И страшный разговор этот у него вскоре произошел. Он сделал Кошанской предложение.

Она посмотрела на него и таким уничтожающим голосом сказала: «Саша, да вы это серьезно?!» — что он, ударив себя двумя кулаками в голову, ринулся вон из комнаты.

Город готовил рождественские и новогодние подарки в действующую армию.

В госпитале Шатровой посылками, зашитыми в холст с перекошенными синими буквами под перекрестом бечевок, завалена была целая кладовая.

Ольге Александровне еще прибавилось работы. Приходили помогать комитетские дамы. В цветные кисеты с табаком и со всякой потребной солдату всячиной вкладывались надушенные письма, а иногда даже и снимки от «крестных матерей» — так, в подражание французским «les marraines», стали называть себя и наши дамы.

Расходились после чашки чаю у Ольги Александровны с чувством выполненного перед Россией, перед защитниками родины долга.

Эти дни Ольга Александровна была в постоянных разъездах по городу.

На легких, с лебединым изгибом, одиночных санках с подрезами, на сером в яблоках рысаке под голубой сеткой, она то выезжала на вокзал, чтобы самой наблюдать за выгрузкой и приемом очередной партии раненых, то мчалась к воинскому начальнику или в комитет.

А тогда распорядительной частью госпиталя заправляла Кира Кошанская на правах личного секретаря Шатровой.

Ее одну в кабинете и застал Никита в субботний вечер, приехав, как всегда, со своим Еремой.

Кира приветствовала его радостно. Вскочила из-за машинки — хотела сама принести ему стакан горячего чая.

Он остановил ее.

— Никита Арсеньевич, но вы же устали с дороги. И озябли, наверно!

— Что вы, Кирочка! Для меня эти пять-шесть часов снегами, в безлюдье — просто изумительный отдых. Закутаешься в доху… Так славно думается под звон колокольчиков! А дышится как!.. Сибирь. Богатырская, бескрайняя наша Сибирь!

Они перемолвились еще немного, а затем он сказал:

— Я подожду маму здесь. Можно?

— Боже мой! Никита Арсеньевич, и вы еще спрашиваете!

— Хорошо. Но только с одним условием.

— С каким?

— Что вы не будете обращать на меня ни малейшего внимания. И станете продолжать вашу работу.

Кира рассмеялась.

— Обещаю; ни малейшего. И, как видите, продолжаю.

Она подчеркнуто быстро, не глядя, прошлась пальчиками по клавишам машинки.

Никита невольно залюбовался:

— Еще один разочек помешаю, извините.

— Да?

— Как это здорово у вас получается, какая беглость пальцев!

— Вот и пригодились годы мои, проведенные за роялем.
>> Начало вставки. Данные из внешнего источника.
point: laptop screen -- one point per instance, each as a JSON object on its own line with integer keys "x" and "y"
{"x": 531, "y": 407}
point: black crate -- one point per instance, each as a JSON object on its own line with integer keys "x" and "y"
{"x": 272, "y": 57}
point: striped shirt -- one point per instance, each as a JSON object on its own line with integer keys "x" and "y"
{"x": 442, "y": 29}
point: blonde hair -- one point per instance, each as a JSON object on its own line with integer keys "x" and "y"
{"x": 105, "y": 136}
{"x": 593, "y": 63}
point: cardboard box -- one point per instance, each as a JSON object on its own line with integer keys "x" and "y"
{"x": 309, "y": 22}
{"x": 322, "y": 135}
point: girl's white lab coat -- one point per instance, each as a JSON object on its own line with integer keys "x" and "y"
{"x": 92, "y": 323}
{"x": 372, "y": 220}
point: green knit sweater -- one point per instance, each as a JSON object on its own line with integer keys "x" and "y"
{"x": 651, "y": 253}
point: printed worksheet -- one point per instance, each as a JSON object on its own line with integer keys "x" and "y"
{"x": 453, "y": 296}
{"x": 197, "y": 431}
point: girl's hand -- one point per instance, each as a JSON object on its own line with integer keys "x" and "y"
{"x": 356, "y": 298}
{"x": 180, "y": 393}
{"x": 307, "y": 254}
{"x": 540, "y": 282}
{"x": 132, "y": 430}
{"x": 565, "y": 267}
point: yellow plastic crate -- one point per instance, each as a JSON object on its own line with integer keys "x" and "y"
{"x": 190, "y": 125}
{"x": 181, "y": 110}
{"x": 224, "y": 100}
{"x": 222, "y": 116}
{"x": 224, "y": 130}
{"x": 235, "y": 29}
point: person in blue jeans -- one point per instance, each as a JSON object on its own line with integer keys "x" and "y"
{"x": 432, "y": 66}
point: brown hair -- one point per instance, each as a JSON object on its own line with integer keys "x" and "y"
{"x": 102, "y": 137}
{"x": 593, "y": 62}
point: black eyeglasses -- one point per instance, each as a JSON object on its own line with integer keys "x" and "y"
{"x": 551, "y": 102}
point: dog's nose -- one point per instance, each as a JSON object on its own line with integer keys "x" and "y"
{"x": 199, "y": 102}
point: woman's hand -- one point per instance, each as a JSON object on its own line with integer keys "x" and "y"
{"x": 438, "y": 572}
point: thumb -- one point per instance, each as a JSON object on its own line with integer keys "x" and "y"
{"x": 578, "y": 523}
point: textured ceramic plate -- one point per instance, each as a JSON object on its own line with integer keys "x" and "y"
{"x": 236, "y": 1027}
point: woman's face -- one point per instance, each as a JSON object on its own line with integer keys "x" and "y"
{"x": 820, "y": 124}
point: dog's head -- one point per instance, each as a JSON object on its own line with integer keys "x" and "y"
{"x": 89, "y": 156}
Никита ужаснулся ее словам:

— Кирочка, кощунствуете! А кстати: неужели вы думаете, что Бетховен, Глинка, Чайковский — они раненым вашим не нужны? Это поможет им выздоравливать… Я даже удивляюсь, почему Ольга Александровна не просит вас, хотя бы раз в неделю, играть для них сонаты Бетховена, Шопена. И ведь приготовлений это никаких не потребует. И концертантов других созывать не надо! Впрочем, простите, замолкаю: обещал не мешать!

Она, улыбнувшись, наклонила голову. Работа и впрямь была срочной, и Ольга Александровна вот-вот могла ее спросить.

Дробный стукоток печатанья. Рокот поворачиваемого валика. Мелодичные звоночки в конце строки…

Никита Арсеньевич, отдыхая в материнском кресле, перелистал приготовленные для него скорбные листы раненых, позевнул и сладостно, до хруста в пальцах, потянулся. Его разморило в тепле, после зимней дороги: этак и заснешь, пожалуй!